Well, yes. That is indeed the case, at least for many people. I’m not actually using the metaphorical ‘I’ here, by the way. Who wants to fast? But it is precisely for that reason that we go into the desert.

We need to find out what we’re made of. We need to find out that, by the simple expedient of eliminating, say, eating between meals, or sweets, or caffeine, or taking second helpings, or all of the above, or… by a simple reduction of intake of food, we are all grumpy and weak and struggling. In other words, we experience our weakness, the depth of our needy condition, how insufficient we are in ourselves to practice virtue, to be kind and patient, how limited our own resources truly are.

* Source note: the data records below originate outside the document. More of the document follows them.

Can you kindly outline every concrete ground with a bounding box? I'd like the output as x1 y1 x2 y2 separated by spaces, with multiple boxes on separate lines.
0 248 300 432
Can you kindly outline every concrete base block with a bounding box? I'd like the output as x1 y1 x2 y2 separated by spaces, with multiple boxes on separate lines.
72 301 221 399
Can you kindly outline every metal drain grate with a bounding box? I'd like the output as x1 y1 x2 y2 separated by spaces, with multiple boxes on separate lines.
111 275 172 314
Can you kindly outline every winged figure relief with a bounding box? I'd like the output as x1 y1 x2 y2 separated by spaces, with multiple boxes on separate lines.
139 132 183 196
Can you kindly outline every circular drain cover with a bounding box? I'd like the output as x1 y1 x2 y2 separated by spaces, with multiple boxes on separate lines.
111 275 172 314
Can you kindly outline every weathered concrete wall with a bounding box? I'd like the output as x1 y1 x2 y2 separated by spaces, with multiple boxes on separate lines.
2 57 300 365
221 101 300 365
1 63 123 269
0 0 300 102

By this most simple expedient of real fasting, of real discomfort of body and mind, we are thrown into the desert of the world where we cannot live. And in that, challenged to throw ourselves on the mercy of God more deeply. And in that throwing, to experience the mercy of God more fully. And in that experience, to enter the joy of Easter, of new life in Christ, more intensely.
 
There’s quite a bit more to be said about all these matters—I am just scratching the surface here. But the Holy Father himself is going to go on to say quite a bit more himself, so let’s take up the matter again tomorrow, God willing! Have a good Lenten Friday, and hey—don’t eat too much, eh?